Input waveforms: RECT (Ch.2, top) and IS (Ch.3, bottom). 10x probes, so that's 13V, 150mA input. Classic flat-topped power here, but current is following that just fine as it should. As you can see, a lot of zero-crossing distortion, where Vin isn't enough for Q2 to trigger on, more or less.
This is at 30V output, so 2.7W. 13V * 0.15A = 1.95W... uh well, hmm, don't worry about that huh...
That's better... DMM says AC input is 14.5V and 207mA RMS (3W at PF = 1). Not sure why the rectified values don't match..?

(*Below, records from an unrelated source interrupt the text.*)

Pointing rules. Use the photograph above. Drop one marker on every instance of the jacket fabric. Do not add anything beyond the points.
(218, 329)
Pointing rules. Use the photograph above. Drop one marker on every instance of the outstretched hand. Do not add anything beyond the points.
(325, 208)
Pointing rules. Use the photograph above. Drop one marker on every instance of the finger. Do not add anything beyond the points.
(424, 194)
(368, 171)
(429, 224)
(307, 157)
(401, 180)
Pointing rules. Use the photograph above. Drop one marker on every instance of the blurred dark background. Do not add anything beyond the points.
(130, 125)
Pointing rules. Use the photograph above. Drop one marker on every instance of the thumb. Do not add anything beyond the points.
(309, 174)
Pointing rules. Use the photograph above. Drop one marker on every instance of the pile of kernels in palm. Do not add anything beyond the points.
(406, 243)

Zoomed on the leading edge. There's some fluctuation in what phase the switching starts at, but this is a typical example. You can clearly see the slow rising and sharp falling edge, due to the large boost ratio at this point; and that it goes to zero, or maybe slightly reverses (hard to say from here, but at least stray inductance shouldn't be a big source of error, at these currents and rates), as we expect for BCM.
Zoomed near the peak, also half horizontal scale to get a better look at the waveform. The extra spikes are due to the switching edge coupling through; without EMC measures, this was a taller, wider tone burst (ringing). Now they're short enough to even alias at this sample rate. (In Peak Detect mode, the turn-off transient shows up to 4 div peak; turn-on is less than a div -- which more or less confirms adequate BCM operation is achieved.)
And zoomed even further, gate waveform (at G3). Rise and fall are nice and sharp, preshoot I think comes from Cdg (again confirming BCM or something near it), and... not sure actually how it undershoots at turn-off, doesn't seem like that should be an inductive effect.
I have one component on the breadboard, not shown on the schematic: a 4.7k from G3 to GND; this is so I can break gate drive (e.g. remove R10) to disable the output. The turn-off looks normal (returns to 0V more or less immediately) without it. Huh. B-E recovery (storage) in Q5 maybe..?!
And drain waveform (SW), here delayed to 1.6ms hence the more modest levels; the quasi-resonant recovery is basically just rail-to-rail, and a small blip accompanies turn-on.